The Quickest Route to Intelligent Manufacturing, Part II


Artificial intelligence, augmented reality, Internet of Things, mobile devices, etc. are increasingly being applied in manufacturing, warehousing and other areas of the supply chain by more and more companies. In the following article, Forbes reflects on how analytics can solve problems more efficiently, thus aiding in the progress and growth of companies.


Focus on solving problems that transform operations

When discussing intelligent manufacturing, it can be harmful to dwell on the technologies, such as Artificial Intelligence (AI) or Machine Learning. Too often, when business leaders focus on technologies, they tend to view them as silver bullets that will fix everything. Instead, it’s better to think of your digital deployment strategy as a journey that will help you solve more – and more complex – problems. In practice, that means focusing on the proven use cases – whether or not they involve AI, machine learning or any other emerging technology. 

The previous article on this topic focused on reaping the low-hanging fruit: reducing variability, addressing quality and machine problems faster, and having a system identify and alert operators when issues happen. These are perennial problems that manufacturers face and solving them faster drives value creation. The next step is to leverage the power of data analytics to solve problems that you otherwise would not be able to.

Solving New Problems

As you build data sets to solve existing problems, you can also be working to accumulate the data needed to address new issues – those that can only be resolved using new technologies and large data sets. Consider two use cases that, though they involve AI and machine learning, highlight targeted capabilities, not its gee-whiz possibilities. Still, these use cases are transformative because they solve problems you wouldn’t otherwise be able to solve and will drive more efficiency into the business.

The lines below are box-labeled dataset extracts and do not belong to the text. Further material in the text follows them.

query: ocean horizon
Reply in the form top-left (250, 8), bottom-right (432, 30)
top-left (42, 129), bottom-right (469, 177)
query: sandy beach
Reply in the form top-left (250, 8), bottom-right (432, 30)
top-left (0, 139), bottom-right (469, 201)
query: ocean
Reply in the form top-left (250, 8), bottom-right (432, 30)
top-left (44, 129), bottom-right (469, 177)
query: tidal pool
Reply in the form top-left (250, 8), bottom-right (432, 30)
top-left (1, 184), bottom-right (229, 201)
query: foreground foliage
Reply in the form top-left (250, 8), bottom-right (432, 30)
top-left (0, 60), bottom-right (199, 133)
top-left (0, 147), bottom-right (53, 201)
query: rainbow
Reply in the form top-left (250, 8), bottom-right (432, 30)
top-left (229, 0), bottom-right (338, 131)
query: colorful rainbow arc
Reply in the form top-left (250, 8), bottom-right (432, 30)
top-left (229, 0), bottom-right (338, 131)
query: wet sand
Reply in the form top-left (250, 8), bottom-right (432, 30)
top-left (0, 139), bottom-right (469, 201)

Environmental Analytics: The environment in a factory – including its temperature, humidity, dew point, etc. – plays a significant role when you’re processing materials. Without environmental data and a way to quickly analyze it, a person can’t walk into a factory and say, “Today it’s a little more humid than usual, so I’m going to change the parameters like this.”

However, with enough of the right data ingested and analyzed using a simple algorithm that understands how the environment affects the processing of a particular material, you can make a concrete recommendation to adjust production parameters, while optimizing for quality and output.

Performance Optimization: Similarly, with data about how you’re making a product (or a family of products if they’ve been grouped), you can use a simple algorithm to analyze your production process. It looks for the best relationship between multiple variables, while optimizing for quality and output, and makes recommendations for changes that will improve the process. For example, the data might show that you’d reduce the cycle time by 5 percent if you use a different set of parameters. That information helps engineers move faster and find new solutions very quickly. 

Both of these use cases involve machine learning, but deploying machine learning isn’t the goal, solving problems is. Also, both use cases can be expanded upon. In the beginning, you’ll likely route recommendations from the models to an engineer for validation and execution. In the future, you will be able to direct them into an autonomous system, thus creating a closed-loop. With the production process leveraging artificial intelligence and machine learning, it will produce products as efficiently as possible and improve continually, with every cycle. 

What about predictive maintenance?

Many organizations think predictive maintenance is a good first digital use case, but it’s not, and here’s why. Predictive maintenance solutions require significantly more data than you need for anomaly detection and quality or performance optimization. That means it’ll take more time to build the data sets for predictive maintenance – and a much longer wait for ROI. 

The rule of thumb about building a robust, intelligent predictive system is that you need about ten times the number of examples of what you’re looking to predict multiplied by the number of variables that you’re analyzing. So, if you’re working to build a predictive maintenance case with 30 variables in a particular situation, you’re going to need 300 examples. For most manufacturers, quickly amassing such a large data set and simulate those failure modes will be challenging. 

Building the biggest data set

Becoming an intelligent manufacturer isn’t as much about what technologies you deploy as it is about helping people solve problems, make decisions and take action faster. In turn, that means making sure they have the right information at the right time. The fastest way to get started is to implement targeted, high-impact projects that leverage production data to help solve problems.

Fundamentally, the sooner you begin ingesting data, the faster you’ll be able to identify and solve problems, first by solving existing problems quicker and then by solving problems you wouldn’t otherwise be able to solve. By starting with smaller, targeted projects, you’ll be able to drive ROI as you build the much larger data sets required for more complex predictive systems – and the sooner you’ll be able to delight your customers in entirely new ways.

Because the manufacturer who will win in the end is the one who has the most data, and the biggest constraint is the time that it takes to ingest it.